Individualistic and collectivistic cultures encourage people to adopt a certain set of interrelated values, beliefs, and perceptions of the self and the group. A person exposed to an individualistic culture is more likely to value personal autonomy, freedom of expression, and self-enhancement than is a person from a collectivistic culture, who would contrastingly be more likely to value obedience, tradition, and group enhancement. In addition, individualistic cultures encourage people to adopt an independent self-view or distinguish the self from others, whereas people in collectivistic cultures view themselves as more interdependent or connected to others. As a consequence, the individual and the group are perceived as the more prominent agent in behavior in individualistic and collectivistic cultures, respectively.

The distinction made between individualistic and collectivistic cultures helps explain a range of behaviors. Research has shown that North Americans attribute behavior to individual volition or internal dispositions. Chinese, on the other hand, attribute behavior to the influence of a person’s primary reference groups or other factors external to the individual, such as situational influences. It has also been shown that the preference for maintaining harmonious interpersonal and intragroup communication patterns is much stronger in collectivistic than individualistic cultures. Individualism and collectivism are even manifested in language practices with Westerners more prone to use first person pronouns (e.g., I, me) than are people from collectivistic cultures.

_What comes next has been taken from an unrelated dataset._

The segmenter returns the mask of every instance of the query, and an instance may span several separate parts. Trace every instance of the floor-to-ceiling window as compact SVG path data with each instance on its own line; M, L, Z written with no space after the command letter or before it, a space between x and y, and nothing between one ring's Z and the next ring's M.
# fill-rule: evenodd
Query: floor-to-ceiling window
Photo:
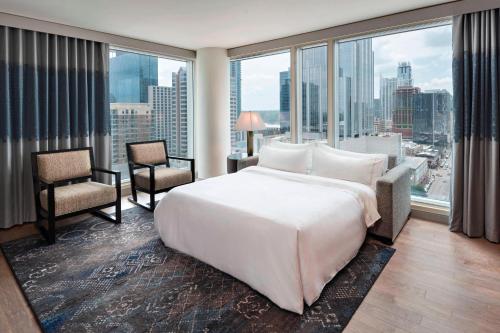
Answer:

While the classification of nations according to broad constructs such as individualism and collectivism is a powerful tool in cross-cultural psychology, our understanding of cultural knowledge is not limited to this extent. Nations have been shown to vary on other distinct systems of cultural values, such as the level of universalism, security, or power they promote. Moreover, groups within nations (e.g., states, regions, organizations) and groups that transcend national boundaries (youth, arts, religious groups) exhibit their own distinct cultural knowledge.

Cultural knowledge is thought to have evolved to meet a range of significant social and basic emotional needs. On one level, cultural values and practices give order and structure to the social world, be it to nations, societies, or groups. At another level, culture fulfills the individual emotional need for belonging, and the need for purpose and meaning to existence. Recent work by Jeff Greenberg and his colleagues also highlights that cultural worldviews fulfill the need for self-esteem: Self-esteem is derived from being seen to have successfully performed culturally valued behaviors.

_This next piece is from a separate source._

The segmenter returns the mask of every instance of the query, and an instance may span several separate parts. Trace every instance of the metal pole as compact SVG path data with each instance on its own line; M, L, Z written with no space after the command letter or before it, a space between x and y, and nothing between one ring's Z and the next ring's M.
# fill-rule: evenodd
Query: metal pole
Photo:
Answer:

The range of social and emotional needs that cultural worldviews meet helps explains why people are prone to show strong allegiance to their culture and their cultural group. Indeed, research has shown that raising existential anxiety among people leads them to strongly endorse their cultural values and beliefs and derogate, or distance themselves from, culturally different values or others.

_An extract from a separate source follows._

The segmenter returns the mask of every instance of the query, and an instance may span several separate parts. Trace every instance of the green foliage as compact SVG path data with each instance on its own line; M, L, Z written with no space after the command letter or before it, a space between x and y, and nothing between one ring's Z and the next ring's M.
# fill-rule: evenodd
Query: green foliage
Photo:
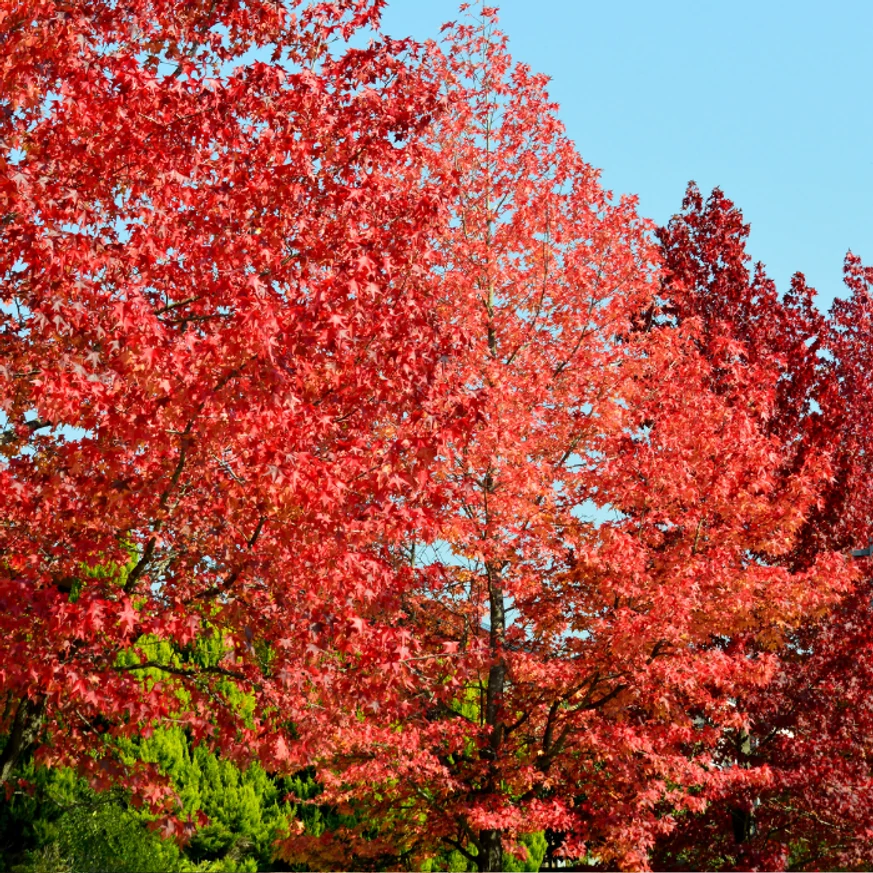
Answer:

Culture Research Implications

Knowledge about culture and behavior from the view of social psychology has been successfully applied in various settings to solve a range of problems. These problems have included those that arise with intercultural communication and negotiation, the acculturation experience of immigrants, the contrasting ways people label and treat health concerns and psychological disorders, and the management of multinational organizations. More generally, intercultural understanding has been shown to reduce prejudice and intergroup conflict and promote harmonious relations and exchange between social groups.

References:

  1. Fiske, A. P., Kitayama, S., Markus, H. R., & Nisbett, R. E. (1998). The cultural matrix of social psychology. In D. T. Gilbert, S. T. Fiske, & G. Lindzey (Eds.), The handbook of social psychology (4th ed., Vol. 2, pp. 915-981). Boston: McGraw-Hill.
  2. Halloran, M., & Kashima, E. (2006). Culture, social identity, and the individual. In T. Postmes & J. Jetten (Eds.), Individuality and the group: Advances in social identity (pp. 137-154). London: Sage.
  3. Kashima, Y. (2001). Culture and social cognition: Towards a social psychology of cultural dynamics. In D. Matsumoto (Ed.), Handbook of culture and psychology (pp. 325-360). Oxford, UK: Oxford University Press.